If you can't remember which guide you're following, the safest fallback is to capitalise nothing that is unambiguously a preposition. You'll be wrong on AP but right on everything else.

Sentence case rules (it's simpler — sort of)

Sentence case has fewer rules but more judgement calls about proper nouns:

  • Capitalise the first word of the heading.
  • Capitalise the first word after a colon if what follows is an independent clause (Chicago) or always (APA references).
  • Capitalise proper nouns as you would in any sentence: names of people, places, organisations, brand names, days of the week, months, languages, nationalities.
  • Capitalise acronyms and initialisms that are normally capitalised (HTML, NATO, BBC).
  • Don't capitalise common nouns even if they feel important in context. The temptation is real: "Our New Feature is Live" looks more emphatic than "Our new feature is live", but it's the latter that's correct sentence case.

Example: How to set up two-factor authentication on GitHub

Here, GitHub is capitalised because it's a brand name. Two-factor authentication is lowercased because it's a generic technical term, not a proper noun.

When to use which: a working rule

If you have no house style and you're picking from scratch, here is a defensible default:

Content typeRecommended case
Long-form articles, essays, white papersTitle case (Chicago)
News articlesTitle case (AP if US, sentence case if UK)
Blog posts (most modern)Sentence case
Email subject linesSentence case
Section headings inside body textSentence case
Book titlesTitle case (Chicago)
Product namesTitle case (always)
Button and UI labelsTitle case (short) or sentence case (longer phrases)
Tooltip text and error messagesSentence case
Academic paper titlesWhatever the journal requires

When in doubt: sentence case for screens, title case for paper. Imperfect rule, but right more often than not.

The shortcuts you can actually rely on

Three things worth memorising even if you don't memorise anything else:

  1. First and last words are always capitalised, in every style guide, in title case.
  2. Articles, coordinating conjunctions, and short prepositions are lowercase in title case — across all four major guides.
  3. Proper nouns are always capitalised, in sentence case or title case, regardless of position.

If you remember those three, you'll be right on 80% of headings, and the disagreements only affect the edge cases.

Converting between them

Manually re-casing a heading is error-prone — it's easy to miss a stray capital.
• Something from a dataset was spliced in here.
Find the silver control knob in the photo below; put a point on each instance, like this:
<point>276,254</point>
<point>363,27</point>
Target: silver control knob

The case converter handles both title case (AP-style by default) and sentence case in one click, along with ten other cases (UPPERCASE, lowercase, camelCase, snake_case, and the rest). Paste your heading, click the case you want, copy the result.
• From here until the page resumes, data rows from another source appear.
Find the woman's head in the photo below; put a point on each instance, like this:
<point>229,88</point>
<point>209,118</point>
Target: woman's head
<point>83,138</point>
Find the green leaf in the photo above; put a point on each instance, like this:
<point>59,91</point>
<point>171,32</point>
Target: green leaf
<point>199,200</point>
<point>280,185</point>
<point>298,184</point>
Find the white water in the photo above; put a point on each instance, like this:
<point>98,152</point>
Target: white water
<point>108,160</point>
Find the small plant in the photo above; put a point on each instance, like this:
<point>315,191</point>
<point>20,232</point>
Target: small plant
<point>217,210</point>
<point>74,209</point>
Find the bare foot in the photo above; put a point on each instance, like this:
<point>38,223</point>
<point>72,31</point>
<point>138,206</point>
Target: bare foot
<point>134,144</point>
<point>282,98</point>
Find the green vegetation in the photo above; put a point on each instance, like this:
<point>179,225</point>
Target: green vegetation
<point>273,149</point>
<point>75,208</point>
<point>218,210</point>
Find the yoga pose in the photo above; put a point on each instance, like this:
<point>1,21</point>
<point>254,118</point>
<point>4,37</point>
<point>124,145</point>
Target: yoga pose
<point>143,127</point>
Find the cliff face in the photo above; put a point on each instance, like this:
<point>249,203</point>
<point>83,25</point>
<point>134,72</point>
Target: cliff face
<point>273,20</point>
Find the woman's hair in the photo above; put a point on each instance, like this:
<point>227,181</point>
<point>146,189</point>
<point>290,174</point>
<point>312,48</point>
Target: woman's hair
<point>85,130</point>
The Title Case option uses AP-style rules — articles, conjunctions, and short prepositions lowercased; everything else capitalised. If you're publishing under a Chicago house style, you'll want to manually lowercase any prepositions of four or more letters that the converter capitalised.

A note on UI text

Software companies have largely converged on sentence case for UI labels, for two reasons. First, sentence case is easier to localise — many languages don't have a concept of title case, so designs that mix the two break on translation. Second, sentence case reads as friendlier and less formal, which matches the conversational tone most modern interfaces aim for.
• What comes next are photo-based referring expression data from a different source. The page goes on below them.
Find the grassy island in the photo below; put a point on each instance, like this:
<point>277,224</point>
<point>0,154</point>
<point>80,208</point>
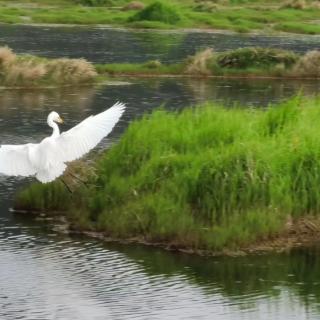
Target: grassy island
<point>206,178</point>
<point>295,16</point>
<point>242,62</point>
<point>30,71</point>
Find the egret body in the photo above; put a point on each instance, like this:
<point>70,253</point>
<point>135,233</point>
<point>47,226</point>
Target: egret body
<point>48,159</point>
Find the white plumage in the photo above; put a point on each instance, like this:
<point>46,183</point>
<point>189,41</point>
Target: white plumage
<point>47,160</point>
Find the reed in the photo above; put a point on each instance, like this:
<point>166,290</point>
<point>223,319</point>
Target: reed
<point>30,71</point>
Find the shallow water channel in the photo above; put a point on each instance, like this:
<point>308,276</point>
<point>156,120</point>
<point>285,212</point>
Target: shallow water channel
<point>105,45</point>
<point>48,275</point>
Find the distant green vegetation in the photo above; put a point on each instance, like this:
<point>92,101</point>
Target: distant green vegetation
<point>297,16</point>
<point>204,178</point>
<point>31,71</point>
<point>254,62</point>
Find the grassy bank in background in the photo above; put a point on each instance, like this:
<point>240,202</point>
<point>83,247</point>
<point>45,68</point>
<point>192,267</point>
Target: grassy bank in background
<point>243,62</point>
<point>295,16</point>
<point>31,71</point>
<point>206,178</point>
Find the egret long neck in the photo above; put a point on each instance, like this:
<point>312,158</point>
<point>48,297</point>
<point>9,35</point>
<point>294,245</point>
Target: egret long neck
<point>55,127</point>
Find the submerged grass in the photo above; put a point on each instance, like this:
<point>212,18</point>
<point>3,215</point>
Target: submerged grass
<point>205,178</point>
<point>239,16</point>
<point>244,62</point>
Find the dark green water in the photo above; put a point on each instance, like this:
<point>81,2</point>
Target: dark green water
<point>120,45</point>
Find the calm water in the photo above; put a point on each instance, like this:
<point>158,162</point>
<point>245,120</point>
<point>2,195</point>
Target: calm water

If you're writing product copy, the most useful thing you can do is pick one — sentence case is the safer modern default — and apply it religiously. Nothing makes an app feel half-finished faster than inconsistent capitalisation across nearby buttons.

The summary

Title case capitalises the major words. Sentence case capitalises only the first word and proper nouns. Title case feels traditional and editorial; sentence case feels modern and conversational. AP, Chicago, MLA, and APA disagree about prepositions and a handful of edge cases — pick one and apply it.

For most digital writing today, sentence case is the safer default. For traditional editorial contexts, title case still wins. Either way, the worst choice is inconsistency: pick a rule, write it down once, and stop deciding it on each heading.